The course covers, roughly in order:

  • Tools. Jupyter (Colab / VS Code / JupyterLab), GitHub, Markdown; Python with pandas, pyarrow, geopandas, matplotlib, seaborn or plotly; statsmodels for regression.
  • Census 2024 microdata. Vivienda / hogar / persona tables, linking keys (id_vivienda, id_hogar, id_persona), parquet, hierarchical joins, missing-value conventions (-99, NA).
  • ENO. Semicolon-delimited CSV, 2007 to 2024; key fields: disease code, notification date, comuna, nationality, education; cleaning the “Desconocido” nationality category; rates over time.
  • GRD. Pipe-delimited zipped files (one per year), 2019 to 2024; key fields DIAGNOSTICO1, COMUNA, nationality, length of stay, severity; ICD-10 lookup via CIE-10.xlsx with diagnostic chapter grouping.
  • Demographic analysis. Age pyramids by sex, dependency ratios, household typology.
  • Migration variables. p24_lug_resid5 (residence 5 years ago), p25_lug_nacimiento (place of birth), p26_llegada_periodo (arrival period), p27_nacionalidad.
  • Labor force, education, housing. Labor force status, occupation (cod_ciuo), economic activity (cod_caenes), commute mode; years of schooling (escolaridad), education level (cine11); housing quality, overcrowding, internet access, tenure.
  • Spatial analysis. Comuna-level mapping with geopandas + shapefiles; choropleths.
  • Modeling. Logistic regression for binary census outcomes; Poisson and Negative Binomial for count outcomes (with population offset); ecological regression linking aggregate census predictors to health outcomes; coefficient interpretation (odds ratios, incidence rate ratios); predicted-rate maps; residual maps.

Prerequisites

  • Taller de Programación en Python.
  • IIP225A (Probability and Statistics).
  • or instructor permission.

Assignments (summary)

All work is done in pairs, with each pair assigned one to three comunas of roughly similar total population. The three datasets are introduced progressively: Tarea 0 gives a shallow first contact with all three; Tarea 1 goes deep on Census; Tarea 2 goes deep on ENO + GRD; Tarea 3 merges everything at the comuna level.

  • Tarea 0 (5 pts): Setup and first contact with all three datasets. Due Mar 12.
  • Tarea 1 (10 pts): Demographic profile and migration landscape. Due Mar 26.
  • Tarea 2 (10 pts): Health landscape (ENO + GRD). Due Apr 16.
  • Quiz 1 (2 pts, bonus): Share comuna-level summary tables in a class-wide format. Due Apr 20.
  • Tarea 3 (10 pts): Cross-dataset ecological modeling. Due Apr 30.
  • Final project (25 pts): Pick one anomaly from your pipeline and defend it: GitHub repo + 8 to 10 minute video + handwritten in-person memo. See the Final project page.

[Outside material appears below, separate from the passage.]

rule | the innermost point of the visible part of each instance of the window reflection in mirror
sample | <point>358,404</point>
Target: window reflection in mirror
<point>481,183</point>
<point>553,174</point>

Full assignment briefs (PDF and Markdown) are on the Assignments page.

Grading

Component Points
Participation (engagement, questions, collaboration) 10
Tarea 0 (setup and first contact) 5
Tarea 1 (demographics and migration) 10
Tarea 2 (health landscape: ENO + GRD) 10
Tarea 3 (ecological modeling) 10
Final project: GitHub repo 10
Final project: video 7
Final project: handwritten memo (individual) 8
Total 70

You cannot pass the class without completing most of the core assignments and participating actively, as defined above.

Policies

  • Late policy. 2-day extension available by email to staff before the deadline.
  • Collaboration. Work is done in pairs. Both members must understand all code submitted.
  • AI policy.
    • Tareas 0 to 3 and the final project’s async components (repo + video): AI tools are allowed. Disclose them in the README of your final repo.
    • Final project’s in-person memo: no AI, no laptops, no notes. This is the contract that gives the async work its meaning.
  • Submission. Canvas (PDF of notebook + repo link for the final project; video link; the memo happens live).

Past instantiations

A similar course is offered often. See Fall 2025 and Spring 2025, or the parent course page.